I’ve found myself preferring integration tests or unit tests with a “real” database set up because the tests are much more effective. If you design them right, they don’t even need to be slower.

whatevaa 3 days ago | parent [-]

They will be locally if you have to also run 3 virus scanners :)

bobbylarrybobby 3 days ago | parent | prev | next [-]

When asked to write UI tests (playwright), I've seen Claude Code do essentially the following:

const elem = document.querySelector(".foo"); // actual element that exists elem.innerHTML = '<div class="bar"></div>'; const child = elem.locator(".bar"); // child we actually want to test for expect(child).toExist()

Gee thanks Claude, what a great test...

vintagedave 3 days ago | parent [-]

Same. Drives me up the wall.
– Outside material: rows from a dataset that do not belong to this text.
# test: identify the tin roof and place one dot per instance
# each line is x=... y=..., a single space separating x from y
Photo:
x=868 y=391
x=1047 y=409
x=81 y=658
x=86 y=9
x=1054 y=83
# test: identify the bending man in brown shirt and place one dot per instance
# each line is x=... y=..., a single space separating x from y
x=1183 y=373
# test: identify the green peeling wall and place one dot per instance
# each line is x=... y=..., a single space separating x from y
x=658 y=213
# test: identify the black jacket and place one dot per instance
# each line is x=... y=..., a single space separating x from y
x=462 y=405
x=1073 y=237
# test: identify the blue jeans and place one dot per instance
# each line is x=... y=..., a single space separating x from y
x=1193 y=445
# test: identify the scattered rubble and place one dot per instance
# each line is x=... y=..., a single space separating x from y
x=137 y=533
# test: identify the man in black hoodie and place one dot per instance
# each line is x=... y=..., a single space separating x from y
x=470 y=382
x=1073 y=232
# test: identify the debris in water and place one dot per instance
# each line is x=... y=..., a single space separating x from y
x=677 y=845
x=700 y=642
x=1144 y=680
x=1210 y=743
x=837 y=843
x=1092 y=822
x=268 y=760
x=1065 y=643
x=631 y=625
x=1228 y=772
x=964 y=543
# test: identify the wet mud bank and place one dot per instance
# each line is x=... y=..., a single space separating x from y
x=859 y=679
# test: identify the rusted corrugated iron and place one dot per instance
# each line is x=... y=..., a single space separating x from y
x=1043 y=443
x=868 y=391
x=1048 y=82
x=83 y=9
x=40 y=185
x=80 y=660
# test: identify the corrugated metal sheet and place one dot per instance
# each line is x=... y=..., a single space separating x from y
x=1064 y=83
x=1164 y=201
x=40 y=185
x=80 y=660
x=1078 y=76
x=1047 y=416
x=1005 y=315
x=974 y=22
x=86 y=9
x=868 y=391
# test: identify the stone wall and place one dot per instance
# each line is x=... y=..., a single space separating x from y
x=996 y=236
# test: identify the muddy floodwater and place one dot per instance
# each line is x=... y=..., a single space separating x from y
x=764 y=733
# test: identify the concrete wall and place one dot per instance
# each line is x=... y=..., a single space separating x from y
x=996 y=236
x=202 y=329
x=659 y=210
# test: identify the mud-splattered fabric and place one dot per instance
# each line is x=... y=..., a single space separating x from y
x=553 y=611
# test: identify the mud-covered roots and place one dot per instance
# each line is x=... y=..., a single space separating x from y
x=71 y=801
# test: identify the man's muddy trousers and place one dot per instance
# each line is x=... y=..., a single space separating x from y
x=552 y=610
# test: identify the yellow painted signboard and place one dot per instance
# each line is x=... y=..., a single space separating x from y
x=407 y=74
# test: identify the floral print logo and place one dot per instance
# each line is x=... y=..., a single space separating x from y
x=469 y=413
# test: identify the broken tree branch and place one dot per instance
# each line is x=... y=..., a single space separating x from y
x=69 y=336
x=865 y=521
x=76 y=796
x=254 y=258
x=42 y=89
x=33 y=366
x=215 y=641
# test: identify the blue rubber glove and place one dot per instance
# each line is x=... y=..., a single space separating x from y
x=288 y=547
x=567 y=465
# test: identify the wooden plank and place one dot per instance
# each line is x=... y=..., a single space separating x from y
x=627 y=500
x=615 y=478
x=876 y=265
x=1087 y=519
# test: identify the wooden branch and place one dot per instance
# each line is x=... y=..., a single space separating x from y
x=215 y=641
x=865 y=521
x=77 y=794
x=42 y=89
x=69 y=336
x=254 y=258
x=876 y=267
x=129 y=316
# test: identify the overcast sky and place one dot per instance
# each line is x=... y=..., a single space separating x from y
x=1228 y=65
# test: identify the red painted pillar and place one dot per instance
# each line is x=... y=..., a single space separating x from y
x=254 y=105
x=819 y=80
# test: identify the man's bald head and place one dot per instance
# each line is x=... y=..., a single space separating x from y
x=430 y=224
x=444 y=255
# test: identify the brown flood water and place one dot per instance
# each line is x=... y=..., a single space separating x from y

I’m writing my own coding agent now and I’m baking into it prompts against all the anti patterns I’ve see.

andoando 3 days ago | parent | prev | next [-]

Mocked tests also make refactoring a pain in the ass.

This is why I heavily prefer integration tests

mike_hearn 4 days ago | parent | prev [-]

I'm curious how you structure your Python to be well testable. I have to admit, my own use of Python has been limited to scripts and (a long time ago) a game engine, not large codebases. So unit testing for those hardly came up.

It seems there's a couple of dependency injection frameworks but they're clones of what's found in Java, right down to the type names. One of them even calls injectable objects beans! (Rhazes)

Balinares 4 days ago | parent | next [-]

Same as you do it in any language: you compose instead of inheriting, you avoid shared state, you generally think about how this thing you're implementing can be tested even as you are implementing it. Test-driven development tends to constrain your interfaces too early but you can get a lot of the same benefits with, let's call it, test-mindful development. That works in any language.

vintagedave 4 days ago | parent | prev | next [-]

Most of my Python is web. Individual components, same as always - approach with a set API and not too many dependencies, and allow injection via some route if so. I also test web endpoints. One thing I really like is isolating tests that require data -- rather than mocking the database, for example, I'll create an in-memory SQLite DB used while running tests. That way I can test the full stack: a web API, see its results, and check what was changed in the database at the same time, all isolated from the 'real' stack.

lordmathis 4 days ago | parent | prev [-]

I learned to write well testable code when I learned go. It pushes you to pass interfaces instead of direct implementations. There's also no inheritance, just composition. While there's no 1 to 1 translation to Python the concepts are still useful. It can be easier in Python thanks to duck typing.